Publicado às 11h45
Folha de SP
O mundo da ópera não é dos mais confortáveis para minorias. As mulheres são geralmente as mais maltratadas, mas racismo e bulliyng não são incomuns. A ópera “A Flauta Mágica”, obra-prima de Mozart que tem uma das árias mais conhecidas do repertório lírico, consegue juntar tudo isso em suas duas horas e meia.
Pois quem for assistir à montagem da Associação Coral de São Paulo, que estreia neste sábado (10), no Teatro Bradesco, vai encontrar uma versão mais politicamente correta da obra, que, vale lembrar, foi composta em 1791.
Há pelo menos três passagens críticas. Uma delas é o dueto entre a mocinha Tamina, filha da Rainha da Noite, e Papageno, um passarinheiro que sonha em encontrar uma namorada.
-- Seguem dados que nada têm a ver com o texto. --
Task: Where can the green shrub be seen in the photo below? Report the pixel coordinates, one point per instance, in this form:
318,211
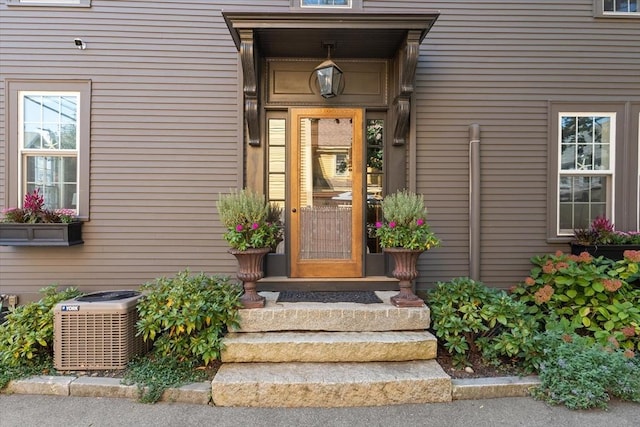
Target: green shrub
471,318
187,315
592,294
27,335
26,338
580,375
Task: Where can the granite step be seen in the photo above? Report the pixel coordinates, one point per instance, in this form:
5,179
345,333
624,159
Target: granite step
342,317
328,346
330,384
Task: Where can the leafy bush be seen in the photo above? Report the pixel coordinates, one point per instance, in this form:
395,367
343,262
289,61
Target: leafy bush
580,375
471,318
27,335
187,315
591,294
26,338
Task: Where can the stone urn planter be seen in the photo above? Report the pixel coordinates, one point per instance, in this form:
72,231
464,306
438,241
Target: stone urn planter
613,252
405,270
250,270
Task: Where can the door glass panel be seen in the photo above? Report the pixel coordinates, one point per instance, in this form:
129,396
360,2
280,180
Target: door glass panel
325,183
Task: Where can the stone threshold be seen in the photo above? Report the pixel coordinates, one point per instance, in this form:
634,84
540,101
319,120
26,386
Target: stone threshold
200,393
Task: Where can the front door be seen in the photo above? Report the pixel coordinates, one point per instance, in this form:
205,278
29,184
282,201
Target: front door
326,192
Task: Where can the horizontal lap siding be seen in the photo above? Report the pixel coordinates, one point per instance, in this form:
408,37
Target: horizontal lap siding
498,64
164,138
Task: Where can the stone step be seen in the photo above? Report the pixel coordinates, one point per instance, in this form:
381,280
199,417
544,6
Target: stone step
330,384
328,346
344,317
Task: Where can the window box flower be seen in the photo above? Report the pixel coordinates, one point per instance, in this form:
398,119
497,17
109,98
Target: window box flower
34,225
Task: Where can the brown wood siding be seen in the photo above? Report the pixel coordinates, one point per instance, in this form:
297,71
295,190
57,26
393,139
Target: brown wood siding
164,137
498,64
166,124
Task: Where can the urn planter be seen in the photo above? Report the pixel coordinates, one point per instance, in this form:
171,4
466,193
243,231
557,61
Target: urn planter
250,270
405,271
614,252
41,234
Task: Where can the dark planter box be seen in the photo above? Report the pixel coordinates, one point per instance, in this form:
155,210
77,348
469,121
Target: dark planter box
613,252
13,234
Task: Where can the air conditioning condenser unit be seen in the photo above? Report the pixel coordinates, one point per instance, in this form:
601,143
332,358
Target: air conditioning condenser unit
97,331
Tamina está apaixonada por Pamino, príncipe encarregado pela Rainha da Noite de resgatar sua filha, usando truques mágicos, das mãos de Sarastro, líder e sacerdote de uma ordem secreta.
“Claro que Mozart não está frisando que o amor tem que ser entre uma mulher e um homem, mas que a coisa mais sublime que existe é o amor entre duas pessoas”, diz o maestro Luciano Camargo, diretor artístico e presidente da associação. “Percebemos que poderíamos colocar também ‘mann und mann’ e ‘weib und weib’ sem nenhuma implicação musical.”
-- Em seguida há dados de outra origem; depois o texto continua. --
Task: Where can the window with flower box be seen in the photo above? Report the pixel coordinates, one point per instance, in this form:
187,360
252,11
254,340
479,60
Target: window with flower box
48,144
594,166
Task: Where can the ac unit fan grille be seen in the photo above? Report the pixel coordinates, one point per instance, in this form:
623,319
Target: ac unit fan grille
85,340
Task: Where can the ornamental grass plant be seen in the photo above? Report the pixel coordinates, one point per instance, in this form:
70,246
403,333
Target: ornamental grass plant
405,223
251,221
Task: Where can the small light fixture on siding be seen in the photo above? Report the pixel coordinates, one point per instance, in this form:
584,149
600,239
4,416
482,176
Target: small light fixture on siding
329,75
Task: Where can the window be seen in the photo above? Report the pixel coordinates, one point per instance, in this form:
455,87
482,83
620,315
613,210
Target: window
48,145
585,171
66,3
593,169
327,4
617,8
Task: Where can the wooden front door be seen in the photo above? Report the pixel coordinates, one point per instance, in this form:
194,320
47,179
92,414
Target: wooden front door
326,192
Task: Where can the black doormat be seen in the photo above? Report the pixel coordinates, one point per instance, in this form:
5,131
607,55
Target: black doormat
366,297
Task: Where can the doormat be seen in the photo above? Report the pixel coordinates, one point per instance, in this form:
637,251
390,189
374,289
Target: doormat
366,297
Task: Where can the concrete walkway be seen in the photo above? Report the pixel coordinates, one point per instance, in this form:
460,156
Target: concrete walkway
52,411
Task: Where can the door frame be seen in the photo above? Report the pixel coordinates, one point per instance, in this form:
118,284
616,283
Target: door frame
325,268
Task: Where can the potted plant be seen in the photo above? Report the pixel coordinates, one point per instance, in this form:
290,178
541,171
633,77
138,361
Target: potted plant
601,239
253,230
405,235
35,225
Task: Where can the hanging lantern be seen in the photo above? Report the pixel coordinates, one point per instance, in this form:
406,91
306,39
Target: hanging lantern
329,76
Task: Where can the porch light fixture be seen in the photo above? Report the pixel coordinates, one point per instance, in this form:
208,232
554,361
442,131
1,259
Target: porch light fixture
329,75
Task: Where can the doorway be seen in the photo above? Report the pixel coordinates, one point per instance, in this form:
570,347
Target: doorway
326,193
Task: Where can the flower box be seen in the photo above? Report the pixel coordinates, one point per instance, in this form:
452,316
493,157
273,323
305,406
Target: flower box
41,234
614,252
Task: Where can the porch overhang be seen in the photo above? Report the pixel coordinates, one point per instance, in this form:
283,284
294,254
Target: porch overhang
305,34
Para o regente, manter a frase inalterada é que deturparia o contexto da obra. A solução aqui foi das mais simples: em alemão, língua em que a ópera é cantada, homem e mulher têm apenas uma sílaba (mann e weib, respectivamente), então bastou trocá-las de lugar. “Ou seja, a gente muda para ficar o mesmo”, diz o regente.
Na cena em que os sacerdotes de Sarastro alertam Tamino e o Papageno sobre os perigos das “armadilhas femininas”, a alteração foi mais incisiva: “Weibertüken” virou “Bösertüken”, ou “armadilhas do mal”. Segundo Camargo, quando o Rodolfo García Vázquez, diretor cênico do espetáculo, leu o texto, falou que era “um desrespeito muito grande com qualquer mulher”.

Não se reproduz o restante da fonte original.